Rumors about Mr. Barry's return to the political arena have been circulating for months, and some council members have said they hoped he wouldn't run again because he would be a divisive force.
But the rumors proved true.
Mr. Barry yesterday confirmed for the first time that he will run in the Democratic primary, not as an independent as some had thought.
He said residents have informed him that Mr. Mendelson has not represented them well and called the incumbent "Councilman Do-little."
"The majority of people recognize that new, fresh ideas are needed in that seat, and the incumbent is not giving it to them," Mr. Barry said.

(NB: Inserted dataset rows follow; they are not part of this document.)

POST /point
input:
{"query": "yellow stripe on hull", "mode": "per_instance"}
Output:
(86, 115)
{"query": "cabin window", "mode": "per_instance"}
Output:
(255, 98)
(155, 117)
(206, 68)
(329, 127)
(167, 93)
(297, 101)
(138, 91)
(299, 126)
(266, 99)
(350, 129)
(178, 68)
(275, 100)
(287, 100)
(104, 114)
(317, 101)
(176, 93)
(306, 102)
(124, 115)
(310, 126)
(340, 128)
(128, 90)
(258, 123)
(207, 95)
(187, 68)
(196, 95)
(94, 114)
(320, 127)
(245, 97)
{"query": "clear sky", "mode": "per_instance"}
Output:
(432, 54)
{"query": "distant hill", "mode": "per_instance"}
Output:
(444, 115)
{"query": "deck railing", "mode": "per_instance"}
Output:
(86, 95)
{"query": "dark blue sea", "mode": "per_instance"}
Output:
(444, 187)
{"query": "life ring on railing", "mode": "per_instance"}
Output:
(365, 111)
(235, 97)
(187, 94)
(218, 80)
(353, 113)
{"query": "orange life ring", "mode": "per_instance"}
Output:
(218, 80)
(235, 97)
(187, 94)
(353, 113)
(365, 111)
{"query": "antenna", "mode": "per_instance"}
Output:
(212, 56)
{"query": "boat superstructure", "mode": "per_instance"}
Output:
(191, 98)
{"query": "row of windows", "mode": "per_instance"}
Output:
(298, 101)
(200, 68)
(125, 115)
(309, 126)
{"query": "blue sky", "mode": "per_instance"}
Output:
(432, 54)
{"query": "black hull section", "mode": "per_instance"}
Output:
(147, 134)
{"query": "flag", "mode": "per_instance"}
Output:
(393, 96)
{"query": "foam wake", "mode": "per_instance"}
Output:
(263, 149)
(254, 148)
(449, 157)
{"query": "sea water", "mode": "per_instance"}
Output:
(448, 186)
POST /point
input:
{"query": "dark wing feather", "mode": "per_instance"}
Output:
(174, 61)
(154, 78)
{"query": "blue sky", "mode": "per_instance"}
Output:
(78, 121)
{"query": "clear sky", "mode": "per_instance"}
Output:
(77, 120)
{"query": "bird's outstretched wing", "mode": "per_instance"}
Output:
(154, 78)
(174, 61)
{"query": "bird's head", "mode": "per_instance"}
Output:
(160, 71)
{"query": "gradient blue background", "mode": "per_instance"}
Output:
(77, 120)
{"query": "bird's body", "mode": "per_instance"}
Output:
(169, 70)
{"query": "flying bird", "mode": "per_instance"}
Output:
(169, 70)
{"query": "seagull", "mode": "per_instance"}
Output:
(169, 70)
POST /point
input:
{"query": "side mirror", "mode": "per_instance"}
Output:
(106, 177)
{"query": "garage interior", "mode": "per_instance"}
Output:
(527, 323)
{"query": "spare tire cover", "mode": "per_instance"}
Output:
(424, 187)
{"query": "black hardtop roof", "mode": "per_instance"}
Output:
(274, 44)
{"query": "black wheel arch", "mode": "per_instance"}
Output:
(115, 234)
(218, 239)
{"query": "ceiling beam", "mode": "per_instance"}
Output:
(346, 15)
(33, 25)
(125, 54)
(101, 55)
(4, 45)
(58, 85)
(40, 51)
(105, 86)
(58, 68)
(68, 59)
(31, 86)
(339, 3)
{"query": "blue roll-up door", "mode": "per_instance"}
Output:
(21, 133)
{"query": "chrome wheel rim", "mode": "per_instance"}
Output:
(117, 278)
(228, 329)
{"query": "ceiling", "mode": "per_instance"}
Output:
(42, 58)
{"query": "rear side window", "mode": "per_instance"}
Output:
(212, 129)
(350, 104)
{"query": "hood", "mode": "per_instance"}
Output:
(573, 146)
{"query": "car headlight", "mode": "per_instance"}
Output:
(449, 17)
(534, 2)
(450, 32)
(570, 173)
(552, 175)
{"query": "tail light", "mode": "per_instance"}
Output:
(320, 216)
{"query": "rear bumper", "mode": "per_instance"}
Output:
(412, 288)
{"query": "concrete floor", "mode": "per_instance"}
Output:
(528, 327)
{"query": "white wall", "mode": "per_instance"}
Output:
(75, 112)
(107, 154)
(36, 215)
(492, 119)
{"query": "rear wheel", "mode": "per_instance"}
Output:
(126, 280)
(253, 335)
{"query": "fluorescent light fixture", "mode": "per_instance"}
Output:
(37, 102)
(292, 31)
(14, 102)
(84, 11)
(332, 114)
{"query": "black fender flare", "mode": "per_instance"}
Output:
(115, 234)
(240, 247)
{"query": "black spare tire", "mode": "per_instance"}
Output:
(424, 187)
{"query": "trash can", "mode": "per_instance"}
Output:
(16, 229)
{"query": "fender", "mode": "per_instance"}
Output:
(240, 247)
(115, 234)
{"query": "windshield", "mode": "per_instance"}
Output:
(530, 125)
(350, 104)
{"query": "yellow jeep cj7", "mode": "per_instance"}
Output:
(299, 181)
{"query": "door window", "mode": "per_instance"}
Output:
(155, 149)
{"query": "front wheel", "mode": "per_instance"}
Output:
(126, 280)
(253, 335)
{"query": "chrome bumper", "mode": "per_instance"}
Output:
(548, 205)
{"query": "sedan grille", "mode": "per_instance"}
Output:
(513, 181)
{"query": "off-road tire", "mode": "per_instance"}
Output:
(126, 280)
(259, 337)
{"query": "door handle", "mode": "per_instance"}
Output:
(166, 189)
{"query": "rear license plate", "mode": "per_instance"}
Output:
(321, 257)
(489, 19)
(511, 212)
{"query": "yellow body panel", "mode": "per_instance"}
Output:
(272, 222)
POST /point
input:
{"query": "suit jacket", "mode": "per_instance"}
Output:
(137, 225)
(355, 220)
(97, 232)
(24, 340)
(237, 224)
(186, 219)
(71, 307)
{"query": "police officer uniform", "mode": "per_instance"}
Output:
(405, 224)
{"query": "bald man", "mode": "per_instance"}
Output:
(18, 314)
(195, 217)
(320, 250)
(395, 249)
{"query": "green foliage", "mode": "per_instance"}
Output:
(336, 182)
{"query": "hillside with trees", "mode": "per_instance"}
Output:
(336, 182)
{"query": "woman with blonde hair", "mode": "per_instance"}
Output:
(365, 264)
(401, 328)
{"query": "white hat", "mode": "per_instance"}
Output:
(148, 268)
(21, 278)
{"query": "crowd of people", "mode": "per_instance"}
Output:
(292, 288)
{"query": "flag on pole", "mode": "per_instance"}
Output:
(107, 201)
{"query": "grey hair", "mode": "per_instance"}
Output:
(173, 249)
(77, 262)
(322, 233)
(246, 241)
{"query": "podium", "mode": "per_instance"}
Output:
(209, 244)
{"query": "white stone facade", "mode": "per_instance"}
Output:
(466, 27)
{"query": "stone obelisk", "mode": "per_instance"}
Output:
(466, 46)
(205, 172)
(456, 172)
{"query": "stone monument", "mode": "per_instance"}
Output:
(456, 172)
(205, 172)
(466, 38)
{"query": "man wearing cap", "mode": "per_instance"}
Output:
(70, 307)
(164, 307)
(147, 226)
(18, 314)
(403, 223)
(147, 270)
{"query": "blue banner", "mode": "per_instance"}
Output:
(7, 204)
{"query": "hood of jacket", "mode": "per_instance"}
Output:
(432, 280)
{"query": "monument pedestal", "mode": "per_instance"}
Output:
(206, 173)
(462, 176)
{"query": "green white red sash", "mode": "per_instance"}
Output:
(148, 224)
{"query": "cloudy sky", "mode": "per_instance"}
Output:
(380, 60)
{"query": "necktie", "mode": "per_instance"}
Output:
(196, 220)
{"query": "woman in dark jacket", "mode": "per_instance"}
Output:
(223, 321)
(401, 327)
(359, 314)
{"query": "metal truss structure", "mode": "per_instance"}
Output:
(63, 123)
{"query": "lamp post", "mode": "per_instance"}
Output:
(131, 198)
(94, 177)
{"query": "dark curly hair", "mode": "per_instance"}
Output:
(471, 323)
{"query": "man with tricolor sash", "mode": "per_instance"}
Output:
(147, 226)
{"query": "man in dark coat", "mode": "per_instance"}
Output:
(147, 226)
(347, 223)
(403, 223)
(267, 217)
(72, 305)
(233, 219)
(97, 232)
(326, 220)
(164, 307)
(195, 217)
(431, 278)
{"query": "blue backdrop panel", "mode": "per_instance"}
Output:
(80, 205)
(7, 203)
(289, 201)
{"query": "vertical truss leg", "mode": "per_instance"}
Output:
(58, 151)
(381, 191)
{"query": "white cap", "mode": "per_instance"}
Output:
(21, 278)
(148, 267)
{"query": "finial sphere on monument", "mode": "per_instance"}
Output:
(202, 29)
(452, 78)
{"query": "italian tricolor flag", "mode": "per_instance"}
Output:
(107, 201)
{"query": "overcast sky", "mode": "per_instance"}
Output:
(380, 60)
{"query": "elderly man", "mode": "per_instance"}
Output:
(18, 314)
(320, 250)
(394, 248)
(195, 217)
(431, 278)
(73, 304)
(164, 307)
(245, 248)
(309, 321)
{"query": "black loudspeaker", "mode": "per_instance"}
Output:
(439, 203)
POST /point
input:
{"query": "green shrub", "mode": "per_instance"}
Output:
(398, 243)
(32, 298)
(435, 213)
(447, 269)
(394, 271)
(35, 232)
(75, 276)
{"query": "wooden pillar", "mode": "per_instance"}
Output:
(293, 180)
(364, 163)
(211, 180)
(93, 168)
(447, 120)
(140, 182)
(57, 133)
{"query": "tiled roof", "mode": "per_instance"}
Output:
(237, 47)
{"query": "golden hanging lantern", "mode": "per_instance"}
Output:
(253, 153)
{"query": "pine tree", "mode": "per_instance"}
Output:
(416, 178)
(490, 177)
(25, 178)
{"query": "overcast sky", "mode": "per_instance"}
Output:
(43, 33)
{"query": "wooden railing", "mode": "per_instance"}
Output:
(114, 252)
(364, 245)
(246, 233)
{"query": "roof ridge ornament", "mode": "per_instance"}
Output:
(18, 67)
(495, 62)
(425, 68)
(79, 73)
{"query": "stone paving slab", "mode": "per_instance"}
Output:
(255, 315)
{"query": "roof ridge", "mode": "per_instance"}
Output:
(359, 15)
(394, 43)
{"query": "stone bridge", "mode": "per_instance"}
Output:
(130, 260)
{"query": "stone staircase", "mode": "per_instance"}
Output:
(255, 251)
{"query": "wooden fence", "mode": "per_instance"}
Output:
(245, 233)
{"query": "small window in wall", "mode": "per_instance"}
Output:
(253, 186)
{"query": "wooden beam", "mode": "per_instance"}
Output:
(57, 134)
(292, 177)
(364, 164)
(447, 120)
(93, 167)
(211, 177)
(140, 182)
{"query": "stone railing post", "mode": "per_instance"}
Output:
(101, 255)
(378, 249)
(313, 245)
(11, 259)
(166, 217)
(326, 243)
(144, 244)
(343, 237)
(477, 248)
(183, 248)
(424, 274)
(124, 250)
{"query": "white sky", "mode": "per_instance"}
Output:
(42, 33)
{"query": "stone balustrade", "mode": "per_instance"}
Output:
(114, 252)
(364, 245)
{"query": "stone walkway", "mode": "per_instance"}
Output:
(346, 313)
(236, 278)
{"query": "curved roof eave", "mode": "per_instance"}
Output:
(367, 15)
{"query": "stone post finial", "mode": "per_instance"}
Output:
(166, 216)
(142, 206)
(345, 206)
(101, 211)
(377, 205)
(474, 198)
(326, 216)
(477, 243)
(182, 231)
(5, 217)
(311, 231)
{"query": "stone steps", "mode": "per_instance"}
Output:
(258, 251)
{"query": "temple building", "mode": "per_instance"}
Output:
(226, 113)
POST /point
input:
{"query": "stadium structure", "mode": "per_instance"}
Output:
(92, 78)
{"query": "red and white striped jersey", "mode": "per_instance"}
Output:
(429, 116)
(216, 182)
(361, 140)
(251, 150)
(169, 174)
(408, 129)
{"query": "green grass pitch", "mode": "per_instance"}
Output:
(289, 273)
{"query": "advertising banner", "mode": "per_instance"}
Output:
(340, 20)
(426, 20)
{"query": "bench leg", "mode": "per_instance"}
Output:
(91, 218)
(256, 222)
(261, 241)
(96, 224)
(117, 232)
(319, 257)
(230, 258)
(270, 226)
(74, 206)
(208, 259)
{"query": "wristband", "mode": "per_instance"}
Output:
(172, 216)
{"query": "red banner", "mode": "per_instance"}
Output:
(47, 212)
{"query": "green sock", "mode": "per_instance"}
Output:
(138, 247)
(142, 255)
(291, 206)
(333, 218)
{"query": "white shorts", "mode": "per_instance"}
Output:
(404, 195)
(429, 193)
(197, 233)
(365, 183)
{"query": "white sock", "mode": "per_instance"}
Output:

Mr. Mendelson responded by saying he does not believe in name-calling or negative campaigning.
"I am very comfortable with my record. I have a solid record," Mr. Mendelson said. "I have led the fight in the council on predatory lending and environmental protections."
He said he will campaign on his legislative record and does not think he can be bested on the issues.
"I am confident that I will be successful come September," said Mr. Mendelson, who was elected in 1998 as the city struggled under the congressionally imposed D.C. financial control board that was put in power during Mr. Barry's fourth term.
Advisory Neighborhood Commissioner Lawrence T. Guyot Jr., who represents 1B04, said Mr. Barry is one of the few candidates who can bring all Washingtonians together, along racial, socioeconomic and political lines
"Marion Barry is without peer in his experience of the body politic of D.C.," said Mr. Guyot, adding that he will campaign for Mr. Barry.
"I look forward to being involved in the race," he said.
Council member Jack Evans, Ward 2 Democrat, agreed, saying: "Barry is a formidable candidate. He's not to be underestimated."